Di tengah angin segar dari pemulihan China, Perry melihat risiko eksternal yang lebih menantang datang dari AS. “[Suku bunga acuan] The Federal Reserve (The Fed) kemungkinan akan mencapai 5%, bahkan mungkin 5,5%, atau lebih tinggi dalam jangka waktu lebih panjang,” ujarnya.
Sejalan dengan itu, indeks dolar AS juga terus menguat di rentang 100.3—100.5. Belum lagi, lanjutnya, krisis perbankan yang melanda tiga bank global Negeri Paman Sam juga kian menambah panjang deretan risiko inflasi global yang berujung pada arus modal keluar investor di pasar berkembang.
Di tengah latar belakang tersebut, BI mengestimasikan pertumbuhan ekonomi Indonesia berada di rentang 5,1%—5,2% tahun ini. Sementara pada 2024 mencapai 5,3%. Namun, lagi-lagi, pertumbuhan lebih ditopang oleh konsumsi domestik, alih-alih ekspor dan investasi.
“Meskipun kita tengah menghadapi krisis keuangan global, baik bank sentral maupun Kementerian Keuangan, bekerja keras untuk memastikan pertumbuhan ekonomi Indonesia tetap kuat dan stabil,” kata Perry.

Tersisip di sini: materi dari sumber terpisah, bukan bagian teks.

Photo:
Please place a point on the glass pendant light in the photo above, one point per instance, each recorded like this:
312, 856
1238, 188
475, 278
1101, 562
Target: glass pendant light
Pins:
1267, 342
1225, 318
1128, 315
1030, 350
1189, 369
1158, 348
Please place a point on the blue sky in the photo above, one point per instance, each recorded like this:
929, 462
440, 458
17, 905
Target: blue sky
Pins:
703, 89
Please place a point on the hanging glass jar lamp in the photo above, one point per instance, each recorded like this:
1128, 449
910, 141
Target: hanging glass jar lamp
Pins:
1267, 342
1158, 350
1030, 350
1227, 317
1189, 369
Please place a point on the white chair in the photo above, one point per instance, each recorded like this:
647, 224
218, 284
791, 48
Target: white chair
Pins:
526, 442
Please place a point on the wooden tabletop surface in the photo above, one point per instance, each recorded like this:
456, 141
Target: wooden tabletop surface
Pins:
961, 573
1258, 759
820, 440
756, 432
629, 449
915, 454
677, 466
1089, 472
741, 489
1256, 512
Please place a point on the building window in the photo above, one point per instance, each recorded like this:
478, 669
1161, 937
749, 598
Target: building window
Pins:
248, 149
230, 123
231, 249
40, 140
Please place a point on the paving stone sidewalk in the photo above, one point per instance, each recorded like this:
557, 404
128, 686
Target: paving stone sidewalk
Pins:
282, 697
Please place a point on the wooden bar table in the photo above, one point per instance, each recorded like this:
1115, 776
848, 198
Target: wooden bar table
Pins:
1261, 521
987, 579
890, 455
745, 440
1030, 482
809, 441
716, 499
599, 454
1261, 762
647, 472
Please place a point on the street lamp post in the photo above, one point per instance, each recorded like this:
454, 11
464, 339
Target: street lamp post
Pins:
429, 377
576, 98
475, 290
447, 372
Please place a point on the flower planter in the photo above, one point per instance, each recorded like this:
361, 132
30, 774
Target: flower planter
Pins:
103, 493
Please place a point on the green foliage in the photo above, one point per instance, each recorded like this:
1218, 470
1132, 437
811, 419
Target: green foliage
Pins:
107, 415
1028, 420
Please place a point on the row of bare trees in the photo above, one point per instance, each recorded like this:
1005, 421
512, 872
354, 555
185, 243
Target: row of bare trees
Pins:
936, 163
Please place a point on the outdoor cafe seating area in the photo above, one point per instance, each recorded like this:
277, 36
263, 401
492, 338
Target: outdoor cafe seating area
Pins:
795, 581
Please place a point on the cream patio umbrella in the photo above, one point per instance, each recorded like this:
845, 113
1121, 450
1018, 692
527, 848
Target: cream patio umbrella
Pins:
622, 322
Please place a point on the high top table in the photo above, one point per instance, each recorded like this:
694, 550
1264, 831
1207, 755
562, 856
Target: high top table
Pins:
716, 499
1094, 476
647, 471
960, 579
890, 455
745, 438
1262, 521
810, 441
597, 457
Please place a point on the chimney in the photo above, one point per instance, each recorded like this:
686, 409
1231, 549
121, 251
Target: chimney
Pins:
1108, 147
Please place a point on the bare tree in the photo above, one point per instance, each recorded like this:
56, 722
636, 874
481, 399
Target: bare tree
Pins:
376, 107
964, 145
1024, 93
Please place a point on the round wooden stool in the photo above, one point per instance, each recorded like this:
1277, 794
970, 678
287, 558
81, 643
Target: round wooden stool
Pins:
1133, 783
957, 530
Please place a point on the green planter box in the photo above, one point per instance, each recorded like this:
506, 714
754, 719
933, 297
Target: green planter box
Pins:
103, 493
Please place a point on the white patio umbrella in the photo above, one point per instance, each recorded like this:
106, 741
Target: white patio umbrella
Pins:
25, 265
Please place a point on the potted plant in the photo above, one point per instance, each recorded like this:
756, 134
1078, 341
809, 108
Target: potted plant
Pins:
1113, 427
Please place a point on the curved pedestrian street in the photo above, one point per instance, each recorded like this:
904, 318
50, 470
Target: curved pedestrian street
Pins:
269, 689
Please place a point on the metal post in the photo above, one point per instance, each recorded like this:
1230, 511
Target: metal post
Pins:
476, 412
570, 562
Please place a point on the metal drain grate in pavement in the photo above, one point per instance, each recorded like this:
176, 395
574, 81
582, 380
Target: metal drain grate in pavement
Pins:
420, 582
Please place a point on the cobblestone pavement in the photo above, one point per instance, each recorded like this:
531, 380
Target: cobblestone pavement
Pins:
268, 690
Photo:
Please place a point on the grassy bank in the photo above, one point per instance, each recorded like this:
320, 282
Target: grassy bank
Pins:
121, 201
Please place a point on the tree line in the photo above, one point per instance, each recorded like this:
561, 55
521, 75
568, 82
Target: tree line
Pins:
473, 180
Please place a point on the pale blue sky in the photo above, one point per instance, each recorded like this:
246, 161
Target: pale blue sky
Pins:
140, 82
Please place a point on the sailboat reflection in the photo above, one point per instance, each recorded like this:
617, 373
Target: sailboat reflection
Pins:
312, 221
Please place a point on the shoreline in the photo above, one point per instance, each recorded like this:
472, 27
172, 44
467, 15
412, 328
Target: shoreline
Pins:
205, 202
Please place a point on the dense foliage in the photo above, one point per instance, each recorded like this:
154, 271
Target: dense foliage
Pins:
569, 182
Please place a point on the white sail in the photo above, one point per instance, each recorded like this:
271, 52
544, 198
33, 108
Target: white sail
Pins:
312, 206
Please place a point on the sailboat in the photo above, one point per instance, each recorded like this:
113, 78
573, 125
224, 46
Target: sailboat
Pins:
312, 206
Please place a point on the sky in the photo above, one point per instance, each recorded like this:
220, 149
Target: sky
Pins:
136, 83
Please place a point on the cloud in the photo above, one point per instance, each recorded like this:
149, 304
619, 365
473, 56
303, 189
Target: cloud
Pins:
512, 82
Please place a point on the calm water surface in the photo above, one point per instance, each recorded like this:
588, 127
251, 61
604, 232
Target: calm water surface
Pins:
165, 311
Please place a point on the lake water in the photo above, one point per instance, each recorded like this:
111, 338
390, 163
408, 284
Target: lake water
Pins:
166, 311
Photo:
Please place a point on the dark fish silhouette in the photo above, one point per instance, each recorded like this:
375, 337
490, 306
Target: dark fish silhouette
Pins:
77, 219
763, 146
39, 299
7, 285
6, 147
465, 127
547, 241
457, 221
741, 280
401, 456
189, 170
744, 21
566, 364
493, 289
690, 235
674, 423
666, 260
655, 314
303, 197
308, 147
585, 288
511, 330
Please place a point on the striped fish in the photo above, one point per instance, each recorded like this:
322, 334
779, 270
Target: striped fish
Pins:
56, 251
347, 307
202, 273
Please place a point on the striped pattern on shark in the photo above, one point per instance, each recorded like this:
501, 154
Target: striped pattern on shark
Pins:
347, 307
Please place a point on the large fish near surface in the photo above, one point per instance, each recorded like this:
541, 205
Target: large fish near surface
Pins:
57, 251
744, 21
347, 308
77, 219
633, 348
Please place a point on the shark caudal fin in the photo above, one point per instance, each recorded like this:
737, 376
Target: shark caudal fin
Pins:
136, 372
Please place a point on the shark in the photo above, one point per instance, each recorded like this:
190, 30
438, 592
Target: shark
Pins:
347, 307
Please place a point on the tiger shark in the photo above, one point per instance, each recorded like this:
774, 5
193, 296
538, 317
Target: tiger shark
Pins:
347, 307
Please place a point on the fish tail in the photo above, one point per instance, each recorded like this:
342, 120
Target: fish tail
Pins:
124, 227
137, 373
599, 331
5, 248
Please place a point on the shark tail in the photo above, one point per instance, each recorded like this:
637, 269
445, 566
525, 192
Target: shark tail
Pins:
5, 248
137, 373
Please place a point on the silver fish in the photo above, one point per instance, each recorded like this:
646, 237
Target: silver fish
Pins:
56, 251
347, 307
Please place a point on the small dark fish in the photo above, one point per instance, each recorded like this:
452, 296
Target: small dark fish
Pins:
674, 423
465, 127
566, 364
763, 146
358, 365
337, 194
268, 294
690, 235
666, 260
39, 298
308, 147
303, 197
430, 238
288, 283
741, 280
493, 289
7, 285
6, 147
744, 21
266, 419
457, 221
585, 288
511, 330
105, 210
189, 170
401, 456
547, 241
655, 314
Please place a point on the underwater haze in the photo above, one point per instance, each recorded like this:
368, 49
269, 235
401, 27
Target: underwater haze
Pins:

Sementara itu, inflasi inti di Indonesia pada tahun ini diproyeksikan sekitar 3,0±1%. Indeks Harga Konsumen (IHK) akan melandai di bawah 3,5% pada paruh kedua 2023atau setelah September, sebagai dampak dari penyesuaian subsidi bahan bakar minyak (BBM) yang ditempuh pemerintah tahun lalu.
Di sisi lain, pertumbuhan kredit akan mencapai 10%—12% pada tahun ini dan tahun depan.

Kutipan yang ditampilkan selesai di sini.